Coil embolization of the septal artery is a less invasive alternative to surgical myectomy for selected patients with symptomatic HOCM. The procedure is safe and effective, providing significant improvements in symptoms, quality of life, and left ventricular function. Careful patient selection and experienced operators are crucial for optimal outcomes. To our knowledge, our case should be the youngest case of HOCM treated by coil embolization in the current literature. This case reminds physicians that coil embolization is also a possible and effective treatment for young adolescent with HOCM.

References

  1. Maron MS, Olivotto I, Zenovich AG, et al. Hypertrophic cardiomyopathy is predominantly a disease of left ventricular outflow tract obstruction. Circulation, 2006; 114(21): 2232-2239.
  2. Adabag AS, Casey SA, Kuskowski MA, et al. Spectrum and prognostic significance of arrhythmias on ambulatory Holter electrocardiogram in hypertrophic cardiomyopathy. J Am Coll Cardiol, 2005; 45(5): 697.
  3. Veselka J, Anavekar NS, Charron P. Hypertrophic obstructive cardiomyopathy.
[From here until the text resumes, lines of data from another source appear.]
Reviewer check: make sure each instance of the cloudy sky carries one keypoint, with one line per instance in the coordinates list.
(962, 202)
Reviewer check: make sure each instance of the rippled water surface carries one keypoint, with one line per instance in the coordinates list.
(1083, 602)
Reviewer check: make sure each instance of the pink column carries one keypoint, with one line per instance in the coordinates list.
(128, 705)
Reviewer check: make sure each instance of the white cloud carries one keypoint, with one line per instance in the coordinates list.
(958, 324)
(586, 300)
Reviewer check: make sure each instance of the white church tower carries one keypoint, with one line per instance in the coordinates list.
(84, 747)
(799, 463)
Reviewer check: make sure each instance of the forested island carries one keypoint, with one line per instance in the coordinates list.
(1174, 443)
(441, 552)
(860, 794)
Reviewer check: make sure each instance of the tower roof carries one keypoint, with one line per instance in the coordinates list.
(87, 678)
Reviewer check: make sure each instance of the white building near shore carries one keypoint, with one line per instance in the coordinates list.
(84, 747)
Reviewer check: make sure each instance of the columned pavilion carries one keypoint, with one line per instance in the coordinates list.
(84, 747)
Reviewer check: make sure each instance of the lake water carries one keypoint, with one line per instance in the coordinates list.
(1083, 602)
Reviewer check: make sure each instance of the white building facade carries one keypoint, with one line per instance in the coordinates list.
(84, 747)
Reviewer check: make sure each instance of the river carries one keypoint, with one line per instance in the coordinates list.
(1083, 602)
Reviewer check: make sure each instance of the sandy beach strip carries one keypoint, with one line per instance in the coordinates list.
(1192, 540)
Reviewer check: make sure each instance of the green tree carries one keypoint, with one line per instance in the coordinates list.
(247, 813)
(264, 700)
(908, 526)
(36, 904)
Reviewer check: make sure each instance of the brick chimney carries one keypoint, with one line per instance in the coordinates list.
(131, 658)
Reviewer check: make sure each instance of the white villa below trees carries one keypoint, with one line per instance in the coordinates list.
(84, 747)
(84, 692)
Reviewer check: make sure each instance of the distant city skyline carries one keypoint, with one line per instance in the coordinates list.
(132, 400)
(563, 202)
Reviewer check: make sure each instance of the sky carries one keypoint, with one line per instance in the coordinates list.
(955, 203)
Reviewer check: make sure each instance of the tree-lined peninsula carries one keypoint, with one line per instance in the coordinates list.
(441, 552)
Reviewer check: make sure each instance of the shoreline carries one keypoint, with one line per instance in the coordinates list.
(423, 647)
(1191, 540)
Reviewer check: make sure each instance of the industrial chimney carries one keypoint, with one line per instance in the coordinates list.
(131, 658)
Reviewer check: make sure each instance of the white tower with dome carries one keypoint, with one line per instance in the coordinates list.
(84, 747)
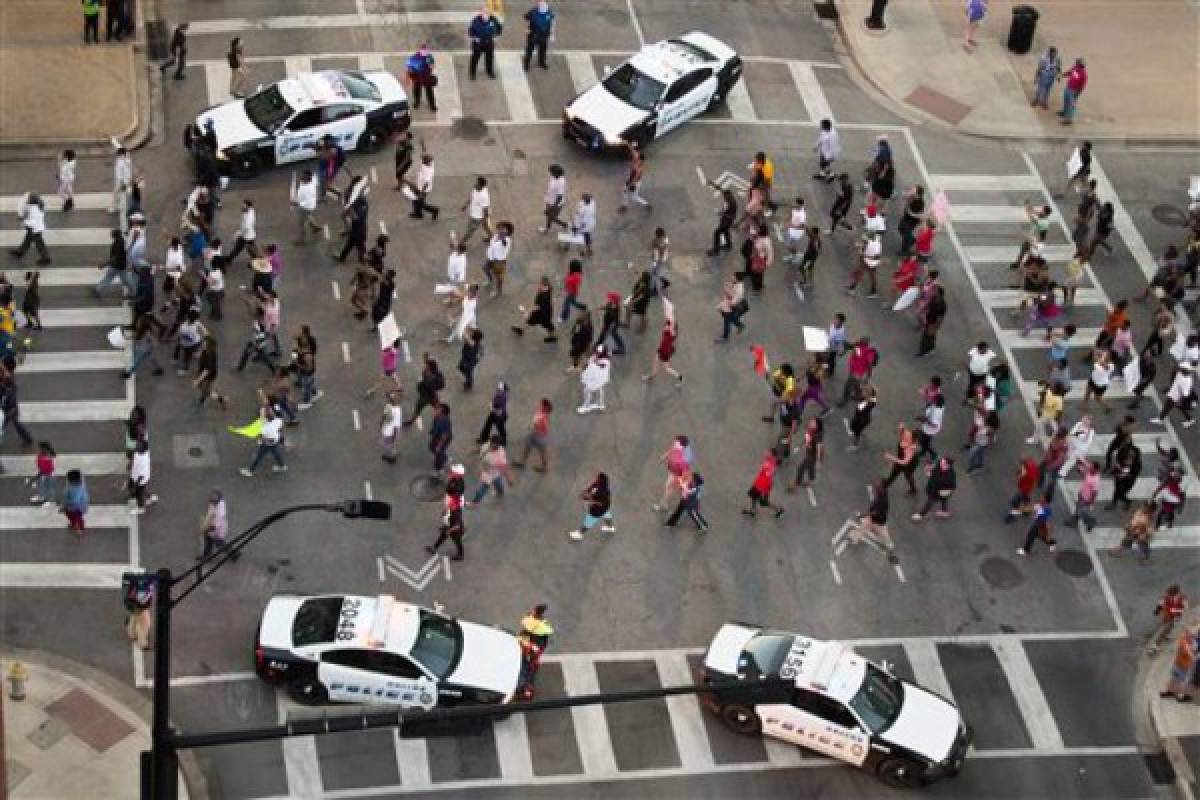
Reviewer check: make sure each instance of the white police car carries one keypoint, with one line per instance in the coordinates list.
(282, 122)
(837, 703)
(657, 90)
(376, 650)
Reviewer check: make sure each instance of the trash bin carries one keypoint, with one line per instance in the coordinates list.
(1020, 35)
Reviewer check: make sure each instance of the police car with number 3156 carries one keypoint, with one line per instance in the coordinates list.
(837, 703)
(376, 650)
(657, 90)
(282, 122)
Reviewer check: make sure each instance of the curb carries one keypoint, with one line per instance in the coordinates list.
(114, 690)
(916, 116)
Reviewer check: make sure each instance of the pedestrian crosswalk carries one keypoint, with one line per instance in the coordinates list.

Lancet, 2017; 389(10075): 1253-1267.
  4. American College of Cardiology Foundation/American Heart Association Task Force on Practice Guidelines; American Association for Thoracic Surgery; American Society of Echocardiography; American Society of Nuclear Cardiology; Heart Failure Society of America; Heart Rhythm Society; Society for Cardiovascular Angiography and Interventions, et al. 2011 ACCF/AHA guideline for the diagnosis and treatment of hypertrophic cardiomyopathy: executive summary: a report of the American College of Cardiology Foundation/American Heart Association Task Force on Practice Guidelines. J Thorac Cardiovasc Surg, 2011; 142(6): 1303-1338.
  5. Guerrero I, Dhoble A, Fasulo M, et al. Safety and efficacy of coil embolization of the septal perforator for septal ablation in patients with hypertrophic obstructive cardiomyopathy. Catheter Cardiovasc Interv, 2016; 88(6): 971-977.
  6. Song JH, Park SH, Song HJ, et al. Coil Embolization of Septal Branches in Hypertrophic Obstructive Cardiomyopathy. Korean Circulation J, 2004; 34: 706-710.
  7. Durand E, Mousseaux E, Coste P, et al. Non-surgical septal myocardial reduction by coil embolization for hypertrophic obstructive cardiomyopathy: early and 6 months follow-up. Eur Heart J, 2008; 29(3): 348-355.